Un butin de 800 kg de bronze
Les trois cloches les plus précieuses, nommées « Marie », « Saint-Martin » et « Magdalena », étaient les pièces maîtresses du musée de la Fonderie de cloches. « Saint-Martin », la plus ancienne, âgée de 137 ans, pèse 322 kg, suivie de « Magdalena » (250 kg) et « Marie » (150 kg). Avec une autre cloche plus petite, le vol représente environ 800 kg de bronze.
Selon le musée, les malfaiteurs ont pénétré dans les lieux « vraisemblablement vers 3 heures du matin », ont dérobé plusieurs cloches et « mis à sac une partie des installations ». Cette ancienne fabrique était la dernière de Lorraine à fondre des cloches jusqu'en 1939.
Des cloches retrouvées mais en piteux état
« Une enquête de gendarmerie est en cours concernant le vol de cloches à Robécourt », a indiqué la vice-procureure de la République d'Épinal, Elsa Anselmo. « Les investigations ont d'ores et déjà permis de retrouver quatre cloches dérobées », restituées lundi à leurs propriétaires, a-t-elle ajouté.

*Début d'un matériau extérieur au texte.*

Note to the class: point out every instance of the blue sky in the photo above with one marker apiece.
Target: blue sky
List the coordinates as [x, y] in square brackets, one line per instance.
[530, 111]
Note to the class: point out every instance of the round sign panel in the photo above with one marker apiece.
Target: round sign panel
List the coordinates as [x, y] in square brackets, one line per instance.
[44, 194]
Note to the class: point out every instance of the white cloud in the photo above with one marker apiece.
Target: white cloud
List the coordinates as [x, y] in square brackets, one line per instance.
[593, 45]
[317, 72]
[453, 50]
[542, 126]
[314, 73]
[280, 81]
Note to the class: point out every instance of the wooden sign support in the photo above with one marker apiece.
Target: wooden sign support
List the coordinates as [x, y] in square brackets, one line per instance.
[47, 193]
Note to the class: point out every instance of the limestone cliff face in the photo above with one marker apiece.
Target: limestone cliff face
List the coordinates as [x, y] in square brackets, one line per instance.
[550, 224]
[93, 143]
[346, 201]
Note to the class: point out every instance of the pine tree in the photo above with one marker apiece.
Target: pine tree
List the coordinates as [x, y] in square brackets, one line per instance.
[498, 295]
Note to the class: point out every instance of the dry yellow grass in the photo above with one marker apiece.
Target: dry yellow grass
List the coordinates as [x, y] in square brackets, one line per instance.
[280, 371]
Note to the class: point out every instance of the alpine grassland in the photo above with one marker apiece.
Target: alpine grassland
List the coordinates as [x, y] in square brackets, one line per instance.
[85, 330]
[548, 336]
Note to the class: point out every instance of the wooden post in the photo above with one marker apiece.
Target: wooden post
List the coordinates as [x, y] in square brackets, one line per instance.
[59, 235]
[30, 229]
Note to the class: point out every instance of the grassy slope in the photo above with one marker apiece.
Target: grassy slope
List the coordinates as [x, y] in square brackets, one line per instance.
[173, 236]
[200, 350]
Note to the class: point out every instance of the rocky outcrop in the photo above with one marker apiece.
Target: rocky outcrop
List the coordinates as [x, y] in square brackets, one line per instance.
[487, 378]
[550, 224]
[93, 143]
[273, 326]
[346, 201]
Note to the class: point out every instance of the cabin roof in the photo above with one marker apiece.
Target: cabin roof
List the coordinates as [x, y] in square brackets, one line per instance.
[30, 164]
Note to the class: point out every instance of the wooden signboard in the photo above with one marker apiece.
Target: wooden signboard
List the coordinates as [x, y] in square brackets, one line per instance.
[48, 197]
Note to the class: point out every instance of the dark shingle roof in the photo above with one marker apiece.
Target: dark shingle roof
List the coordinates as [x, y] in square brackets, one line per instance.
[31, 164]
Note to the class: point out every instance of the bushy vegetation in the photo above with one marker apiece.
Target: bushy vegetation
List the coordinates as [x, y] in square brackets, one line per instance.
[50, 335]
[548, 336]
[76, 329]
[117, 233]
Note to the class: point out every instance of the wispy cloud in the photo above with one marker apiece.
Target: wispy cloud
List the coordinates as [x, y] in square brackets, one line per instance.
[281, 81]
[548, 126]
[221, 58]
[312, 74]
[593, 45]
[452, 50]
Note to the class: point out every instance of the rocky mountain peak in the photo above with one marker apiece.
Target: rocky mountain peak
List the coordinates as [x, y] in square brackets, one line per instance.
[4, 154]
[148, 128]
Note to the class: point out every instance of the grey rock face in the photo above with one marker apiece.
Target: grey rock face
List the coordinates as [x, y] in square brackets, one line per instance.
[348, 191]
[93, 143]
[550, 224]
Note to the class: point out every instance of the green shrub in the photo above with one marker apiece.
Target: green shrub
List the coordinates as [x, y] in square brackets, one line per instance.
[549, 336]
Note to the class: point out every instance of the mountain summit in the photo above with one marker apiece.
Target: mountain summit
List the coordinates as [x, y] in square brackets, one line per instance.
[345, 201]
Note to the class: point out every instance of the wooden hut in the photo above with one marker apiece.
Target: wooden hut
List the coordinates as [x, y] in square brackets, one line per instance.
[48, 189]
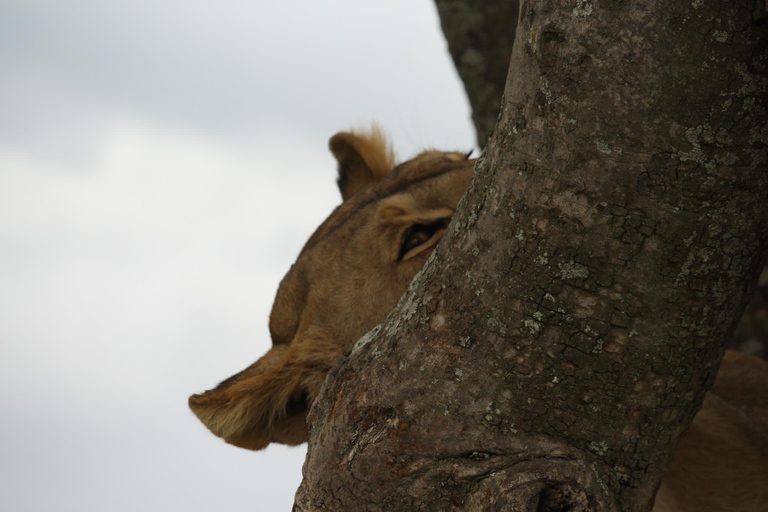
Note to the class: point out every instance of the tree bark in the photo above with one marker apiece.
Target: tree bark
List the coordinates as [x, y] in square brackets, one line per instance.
[480, 36]
[563, 334]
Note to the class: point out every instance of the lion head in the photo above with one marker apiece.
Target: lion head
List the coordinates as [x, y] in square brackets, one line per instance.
[347, 278]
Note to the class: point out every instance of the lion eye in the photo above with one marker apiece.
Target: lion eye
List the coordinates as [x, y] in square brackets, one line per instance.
[419, 234]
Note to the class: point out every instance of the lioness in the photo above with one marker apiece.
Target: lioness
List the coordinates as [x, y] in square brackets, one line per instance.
[350, 275]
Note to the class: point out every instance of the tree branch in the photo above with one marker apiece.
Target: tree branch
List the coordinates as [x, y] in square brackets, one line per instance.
[563, 334]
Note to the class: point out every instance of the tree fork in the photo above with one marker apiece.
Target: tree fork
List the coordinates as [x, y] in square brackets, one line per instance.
[562, 336]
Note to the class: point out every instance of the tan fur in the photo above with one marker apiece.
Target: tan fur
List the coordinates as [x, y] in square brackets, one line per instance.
[352, 272]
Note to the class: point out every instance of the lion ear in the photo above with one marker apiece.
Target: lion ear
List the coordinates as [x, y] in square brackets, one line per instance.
[363, 157]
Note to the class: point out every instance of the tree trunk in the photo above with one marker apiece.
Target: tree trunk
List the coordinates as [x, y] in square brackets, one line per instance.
[564, 332]
[480, 37]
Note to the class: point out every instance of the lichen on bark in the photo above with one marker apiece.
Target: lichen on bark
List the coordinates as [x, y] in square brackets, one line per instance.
[566, 329]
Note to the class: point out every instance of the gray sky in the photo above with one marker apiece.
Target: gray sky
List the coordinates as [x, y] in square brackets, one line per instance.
[161, 165]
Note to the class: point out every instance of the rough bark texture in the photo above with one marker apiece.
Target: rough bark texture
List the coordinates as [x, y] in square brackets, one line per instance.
[566, 329]
[480, 36]
[480, 43]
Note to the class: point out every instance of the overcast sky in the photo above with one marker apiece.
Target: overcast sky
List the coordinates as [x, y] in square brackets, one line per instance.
[161, 164]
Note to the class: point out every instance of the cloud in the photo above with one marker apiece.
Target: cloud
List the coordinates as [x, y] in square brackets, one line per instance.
[161, 165]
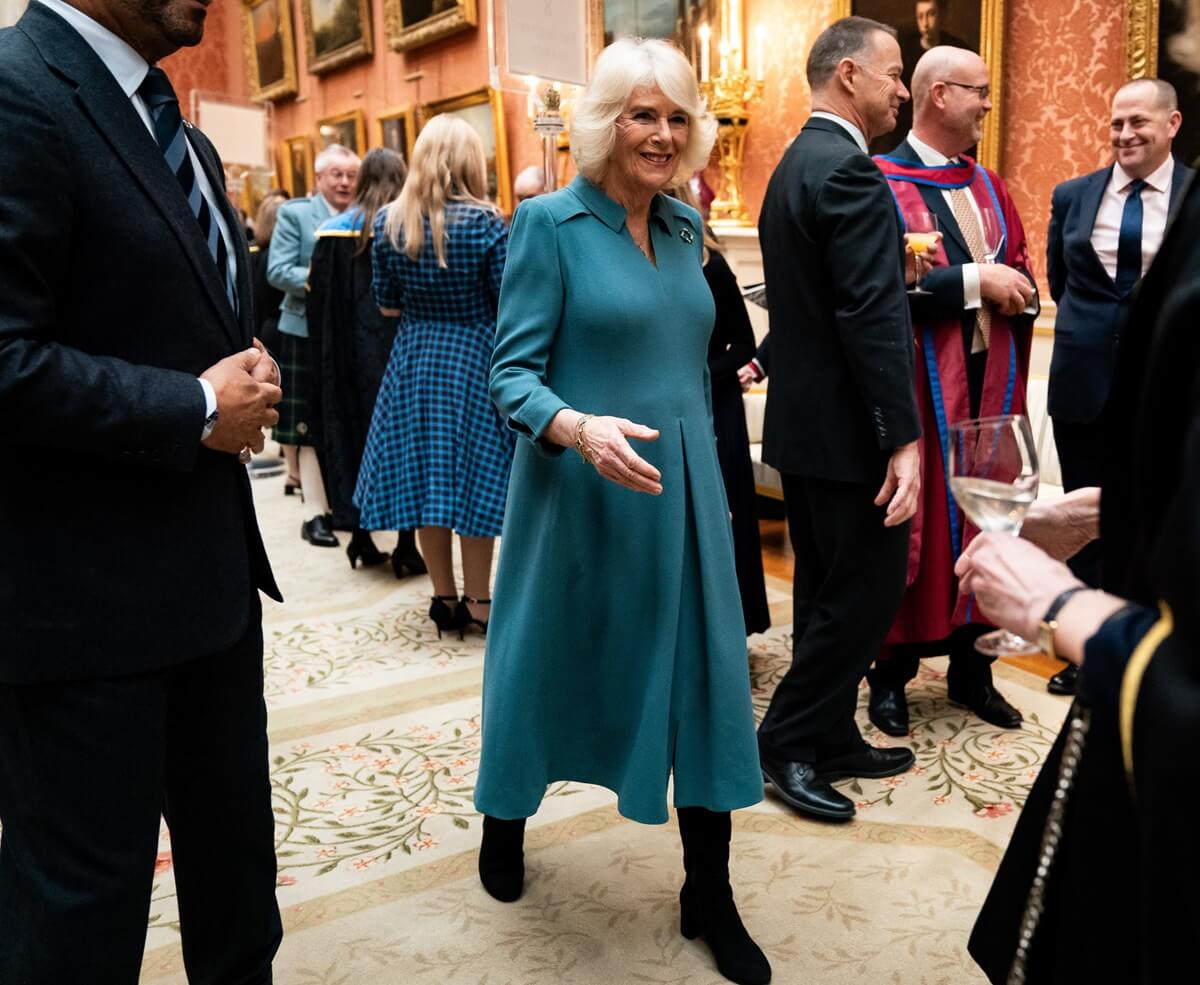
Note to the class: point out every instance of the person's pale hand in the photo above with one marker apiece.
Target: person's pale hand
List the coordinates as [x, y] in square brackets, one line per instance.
[1014, 581]
[1065, 527]
[919, 264]
[1006, 287]
[245, 404]
[901, 486]
[606, 443]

« On a récupéré des morceaux », se désole Michel Barret, vice-président de l'association qui gère le musée. Deux cloches ont perdu leurs anses et ne pourront plus être balancées, tandis que deux autres ont été « pulvérisées » à coups de masse, explique-t-il.
Un préjudice financier important
La refonte des œuvres risque de coûter des dizaines de milliers d'euros. Le musée, actuellement fermé pour rénovation, ne pourra pas rouvrir au public de sitôt. Les voleurs projetaient probablement de fondre le bronze, qui contient 78 % de cuivre, un métal dont les cours avoisinent les 14 000 dollars la tonne. À ce prix, le vol aurait pu rapporter environ 8 000 euros à ses auteurs. L'attrait pour le cuivre se traduit souvent par des vols de câbles, perturbant les trains ou les télécommunications.